Sometimes Maio seems to ignore his loose definition of the dramatic. For instance, the poems included from Anthony Hecht fit quite closely the definition of an “objective” dramatic monologue, but these particular poems are far from Hecht’s best. Perhaps Maio chose them only because they more closely approximate drama than does, say, the truncated and devastating narrative of Hecht’s “More Light! More Light!” Something similar might be said of the selections from Charles Martin and Gwynn, which follow Browning well enough but do not seem these poets’ best poems.
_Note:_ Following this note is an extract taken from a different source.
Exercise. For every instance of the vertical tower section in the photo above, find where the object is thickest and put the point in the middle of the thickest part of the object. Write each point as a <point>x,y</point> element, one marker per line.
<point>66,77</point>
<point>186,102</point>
Perhaps inevitably, Maio has to be quite free in his definition of formal verse. As I noted, he excludes writers whose work constitutes mere lineated prose and cannot rightly be said to be verse (which means, after all, measured—not simply cadenced or intense—speech). But the poems of Jim Barnes included here, full as they are of narrative qualities, are at best loosely formal. One could say the same of several other poets in the anthology, and their inclusion may have unintended consequences. Maio believes, as I do, that verse matters: Meter and rhyme are not inhibitions to clear and compelling expression but integral to it. Metrical feet are not stiff boundaries to be approximated and violated but a flexible and adaptable medium that, when well modulated, should be audible to the reader, should help give the spoken rhythm its distinctive form, and need not be violated. I wonder if the amateur reader would find the inconsistent capacities for the craft of verse qua verse evident in this anthology a cause of confusion rather than compulsion. Such a hypothetical reader would do well to begin perusing this title with the exact blank verse of Catharine Savage Brosman and David Middleton, or the intricate, colloquial, and precise rhymed stanzas of A. M. Juster and Timothy Steele.
Will renaming the short poem as a “dramatic monologue” result in a growth of the minuscule audience that presently exists for contemporary poetry? Probably not, but Maio’s effort is sound nonetheless. Our literary culture needs to be reminded that some poets still know how to write, still know how to compose verse, and still know how to evoke a compelling character and join lyric meditation with the pleasures of plot. Like Dr. Johnson in Krisak’s skillful translation, Maio has responded to the historical determinism and pessimism, so tempting to the literate in an illiterate age, with a confession of faith in the freedom and grace of providence and the poetic voice:
No, God the King—our
greatest king—commands
In everything that stirs each part
Of man with storm. No human chart
Alone can tame those seas; the will
Of God shall have them
surge when He demands.
And as He calms them by
His loving hands,
The tempest of the soul lies still. ♦
James Matthew Wilson is an assistant professor in the Department of Humanities and Augustinian Traditions at Villanova University and contributes reviews, poems, and essays to the Intercollegiate Review, Contemporary Poetry Review, and Pleiades, among many other publications.
1 Dana Gioia, Can Poetry Matter?: Essay on Poetry and American Culture (Saint Paul, MN: Graywolf Press, 1992), 15.